On 1 April 2013 the European Citizens Initiative (ECI) will have been in use for one year. For civil society organisations the date is not a reason to celebrate.

Democracy International, the Initiative and Referendum Institute (IRI Europe), the European Citizen Action Service (ECAS) and several other groups throughout Europe had transformed an early input by the citizens' network “eurotopia” in 1991 into a broad campaign that started at the beginning of the new millennium. The civil society organisations worked hard for the European Citizens’ Initiative to be included in in the Constitutional Treaty in 2003 and later the Lisbon Treaty in 2009. The ECI came into practice on 1 April 2012, when the European Commission opened the official registry at http://ec.europa.eu/citizens-initiative. The ECI requires one million signatures from at least seven EU Member States in order to be submitted to the European Commission, from which the signatures must be distributed proportionately according to size of population of these EU Member States.

“There are still far too many people in the EU who do not know that they can influence European politics with the European Citizens' Initiative. Also, there are far too few ECIs which can actually manage to collect the required amount of one million signatures in order to be acknowledged by the European Commission as a piece of law citizens want to see realised in the EU. Overall, 14 ECIs are now open to signature collection, yet only one ECI, the initiative “Water is a human right”, has successfully gathered the necessary number of one million. And even this ECI has not reached the necessary country-specific quota. That is why we are disappointed”, states Bruno Kaufmann, of IRI Europe, on behalf of the civil society organisations who lobbied for the integration of the ECI into the EU Treaties.

Democracy International, IRI Europe and ECAS have produced a briefing paper providing an assessment of the European Citizens’ Initiative in practice. It is available at http://www.democracy-international.org/eci.html

To make a real success of ECIs, there has to be more public awareness of this new right, a better resourced citizens’ infrastructure and further efforts in 2015, when the regulation can be revised to make it more simple and uniform.

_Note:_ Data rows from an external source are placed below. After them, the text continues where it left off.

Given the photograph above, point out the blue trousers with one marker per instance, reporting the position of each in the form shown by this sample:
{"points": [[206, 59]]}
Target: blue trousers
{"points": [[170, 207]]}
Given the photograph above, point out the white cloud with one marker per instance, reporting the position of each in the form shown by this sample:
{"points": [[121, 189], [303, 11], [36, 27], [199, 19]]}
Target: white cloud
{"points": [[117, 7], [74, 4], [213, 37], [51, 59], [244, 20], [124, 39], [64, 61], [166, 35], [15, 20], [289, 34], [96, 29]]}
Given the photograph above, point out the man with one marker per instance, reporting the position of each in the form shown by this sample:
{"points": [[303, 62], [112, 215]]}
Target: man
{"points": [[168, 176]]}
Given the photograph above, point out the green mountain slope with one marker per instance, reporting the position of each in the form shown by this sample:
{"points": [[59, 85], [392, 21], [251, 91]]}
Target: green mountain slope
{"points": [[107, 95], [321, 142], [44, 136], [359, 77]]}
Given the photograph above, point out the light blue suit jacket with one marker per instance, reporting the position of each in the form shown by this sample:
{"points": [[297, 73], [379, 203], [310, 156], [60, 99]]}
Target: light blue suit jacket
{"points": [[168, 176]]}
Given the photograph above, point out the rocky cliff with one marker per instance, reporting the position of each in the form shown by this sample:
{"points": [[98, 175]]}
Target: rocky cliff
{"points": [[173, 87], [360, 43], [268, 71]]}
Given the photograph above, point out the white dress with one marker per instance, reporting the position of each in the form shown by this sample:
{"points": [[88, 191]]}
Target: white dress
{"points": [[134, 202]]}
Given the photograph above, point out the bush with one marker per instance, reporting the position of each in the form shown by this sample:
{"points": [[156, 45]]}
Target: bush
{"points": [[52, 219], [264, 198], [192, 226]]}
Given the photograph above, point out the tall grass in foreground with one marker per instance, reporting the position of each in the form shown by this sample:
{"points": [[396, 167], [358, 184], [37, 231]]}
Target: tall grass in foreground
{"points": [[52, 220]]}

The European Commission should open a consultation process on the experience so far and proposals for the revision of the EU legislation on the European Citizens’ Initiative.

From the report and the discussion at an (vague) expert seminar on 19 March, this message can be translated in the ten recommendations attached to this press release. This list is not yet complete. Other stakeholders wanted to go further and make the ECI more binding to the point where ECIs would allow Treaty revision. The ten recommendations are our starting point to empower ECIs and thus citizens in Europe.